Cloudflare has rolled out a new feature for Magic Transit customers aimed at stopping a tricky and increasingly common class of distributed denial-of-service attacks: DDoS floods targeting UDP-based Layer 7 traffic, especially when the protocol is specialized or doesn’t match typical mitigation patterns.
Called Programmable Flow Protection, the capability is launching in closed beta and is available as an add-on for Magic Transit deployments using either Bring Your Own IP (BYOIP) or Cloudflare-leased IP address space. The focus is clear: give organizations more control when their UDP applications require protocol-aware handling that generic filters can’t easily cover.
Why this matters for UDP services like gaming, VoIP, telecom, and streaming
UDP powers many latency-sensitive services, but it also creates challenges during attacks because it doesn’t behave like TCP, and many UDP applications implement their own logic at higher layers. That’s exactly where Layer 7 UDP DDoS attacks can get painful—attack traffic can look “valid enough” to slip past blunt protections, especially when a business relies on custom or industry-specific UDP protocols.
Cloudflare says Programmable Flow Protection is designed for environments such as gaming platforms, financial services, VoIP, telecom networks, and streaming workloads—anywhere specialized UDP traffic is essential and uptime is non-negotiable. The feature is being positioned alongside other higher-tier protections available for Magic Transit, including Advanced TCP Protection and Advanced DNS Protection.
Customers can upload custom packet logic written in C
The standout piece is customization. With Programmable Flow Protection, customers can write their own stateful packet-processing logic in C and upload it to Cloudflare. Cloudflare then validates the program, compiles it, and deploys it across its global network as an eBPF program running in user space.
In practical terms, this lets operators apply protocol-aware inspection to UDP application traffic. Instead of relying only on broad heuristics, teams can define what “legitimate” looks like for their specific protocol, then allow or block packets accordingly. That custom logic is especially useful for specialized UDP applications where small details—handshake patterns, payload structure, or expected packet behavior—can separate real users from attack traffic.
Built on Flowtrackd and managed through the API
Cloudflare notes that the system is built on Flowtrackd, its stateful mitigation platform. It supports both asymmetric and symmetric network topologies, but there’s an important limitation to understand: it only inspects ingress traffic.

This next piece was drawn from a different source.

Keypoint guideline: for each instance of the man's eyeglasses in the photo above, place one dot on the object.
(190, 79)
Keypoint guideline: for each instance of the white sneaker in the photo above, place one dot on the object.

Configuration and ongoing management are handled via Cloudflare’s API. The available endpoints cover key operational tasks such as uploading programs, creating and managing rules, listing existing configurations, and deleting configurations when they’re no longer needed. For teams used to automation and infrastructure-as-code workflows, API-driven control is a practical fit for fast iteration during active attack scenarios.
An expansion of Magic Transit’s DDoS protection for modern networks
Magic Transit is Cloudflare’s network-layer security and performance offering for on-premises, cloud-hosted, and hybrid environments, providing DDoS protection and traffic handling at the IP layer. By adding Programmable Flow Protection, Cloudflare is extending Magic Transit beyond standard network-layer mitigation toward something more adaptable for organizations running UDP-based services that don’t fit neatly into one-size-fits-all defenses.
For now, there’s no announced general availability date. According to Cloudflare’s documentation, Programmable Flow Protection remains in closed beta, signaling that Cloudflare is likely gathering feedback and tuning the experience before a wider rollout.